Comme elle prononçait ce mot, son regard se tourna vers la rue du Temple, et sa main ramena précipitamment son voile sur sa charmante figure, qui devint toute pâle. Elle venait d’apercevoir la dame du coupé qui traversait rapidement le carré.

— Ma sœur ! dit-elle avec effroi ; je vous en prie, madame, ne me vendez pas !

— Fi donc, s’écria madame Batailleur, qui la salua d’un sourire tout aimable, pendant qu’elle se perdait dans la foule ; je suis la discrétion personnifiée, ma chère demoiselle !…

Elle accueillit l’autre dame avec le même sourire, et son doigt perfide désigna la jeune fille qui fuyait.

— À merveille ! dit la mante modeste dont les lèvres se pincèrent.

— C’est la même chose tous les jours… murmura la marchande.

Pendant cela notre voyageur restait toujours à son poste. Plusieurs fois, le hasard avait ouvert d’étroits passages entre les voitures, et il aurait pu en profiter ; mais quelque chose le retenait sans doute, maintenant, au coin de la rue des Fontaines.
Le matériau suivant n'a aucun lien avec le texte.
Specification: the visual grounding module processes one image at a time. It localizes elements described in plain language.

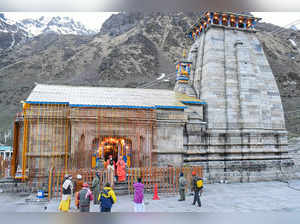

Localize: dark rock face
[0,12,300,143]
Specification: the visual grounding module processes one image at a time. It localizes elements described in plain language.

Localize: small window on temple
[230,17,235,27]
[222,16,227,26]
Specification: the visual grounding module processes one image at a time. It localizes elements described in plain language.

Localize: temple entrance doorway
[93,136,132,167]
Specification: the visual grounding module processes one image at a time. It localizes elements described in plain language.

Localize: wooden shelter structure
[12,84,204,180]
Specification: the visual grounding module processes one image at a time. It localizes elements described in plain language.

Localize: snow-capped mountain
[20,16,96,36]
[0,13,96,52]
[0,13,28,51]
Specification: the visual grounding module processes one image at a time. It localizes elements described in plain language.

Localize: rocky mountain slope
[0,12,300,144]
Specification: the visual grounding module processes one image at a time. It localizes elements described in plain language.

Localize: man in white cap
[59,174,73,212]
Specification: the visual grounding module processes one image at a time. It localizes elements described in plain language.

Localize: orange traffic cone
[153,184,159,200]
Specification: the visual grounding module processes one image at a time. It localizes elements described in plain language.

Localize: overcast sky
[5,12,300,30]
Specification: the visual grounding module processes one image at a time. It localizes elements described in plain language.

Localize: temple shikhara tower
[175,12,293,181]
[12,12,293,182]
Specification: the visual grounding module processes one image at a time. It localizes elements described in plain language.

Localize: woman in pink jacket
[133,177,145,212]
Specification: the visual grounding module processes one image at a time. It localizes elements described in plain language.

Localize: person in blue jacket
[98,183,117,212]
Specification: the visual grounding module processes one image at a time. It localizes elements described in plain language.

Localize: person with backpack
[98,183,117,212]
[133,177,145,212]
[178,172,186,201]
[77,183,94,212]
[58,174,73,212]
[91,172,100,205]
[192,171,203,207]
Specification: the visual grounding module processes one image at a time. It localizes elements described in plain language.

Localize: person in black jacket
[59,174,73,212]
[98,183,117,212]
[192,171,202,207]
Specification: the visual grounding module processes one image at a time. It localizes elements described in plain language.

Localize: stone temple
[12,12,293,182]
[175,12,293,181]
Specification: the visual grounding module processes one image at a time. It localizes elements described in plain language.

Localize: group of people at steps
[104,155,126,187]
[59,173,117,212]
[178,171,203,207]
[59,171,203,212]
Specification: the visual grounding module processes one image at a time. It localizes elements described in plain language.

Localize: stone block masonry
[179,17,294,182]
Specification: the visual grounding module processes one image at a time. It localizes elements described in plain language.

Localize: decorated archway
[92,136,132,167]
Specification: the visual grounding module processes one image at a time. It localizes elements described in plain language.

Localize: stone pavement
[0,180,300,212]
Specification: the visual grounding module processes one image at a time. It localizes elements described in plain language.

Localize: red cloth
[117,159,126,182]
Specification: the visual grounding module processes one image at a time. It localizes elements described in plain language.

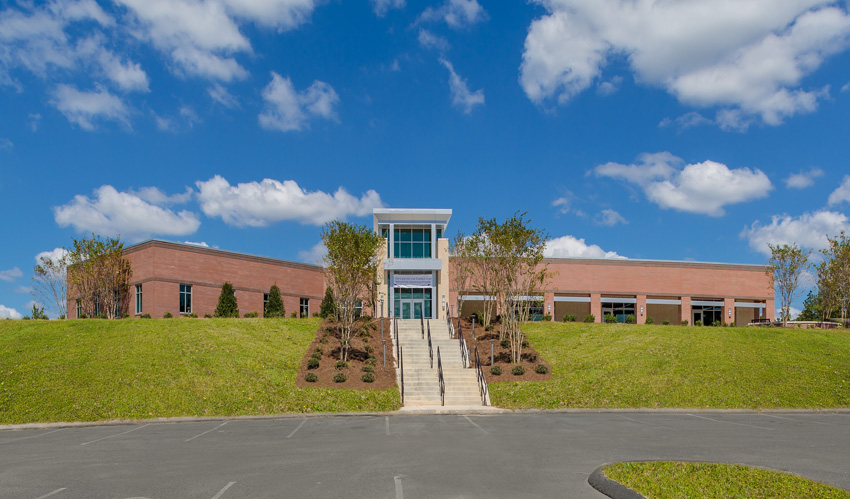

Il s’était approché le plus près possible de la muraille, et son attention, détournée, avait changé d’objet. Quelques paroles, prononcées par le ci-devant jeune homme au paletot blanc et son compagnon, l’avaient frappé.

Il écoutait.

— Vous êtes un excellent garçon, Verdier, disait l’homme su paletot blanc. Soyez tranquille… je me charge de vous faire faire votre chemin dans le commerce.

— C’est que vous m’avez dit cela déjà trois ou quatre fois, monsieur le chevalier, et Dieu sait si j’ai fait fortune !

L’homme au paletot blanc prit un ton paternel :

— De mauvaises habitudes, Verdier, mon enfant ! répliqua-t-il. — Il faut être juste… Vous avez maintenant une tenue passable… mais il n’y a pas longtemps !… je vous parle d’un mois à peine : vous sentiez l’estaminet d’une lieue… et c’est le diable, voyez-vous, quand on sent l’estaminet, il n’y a rien à faire !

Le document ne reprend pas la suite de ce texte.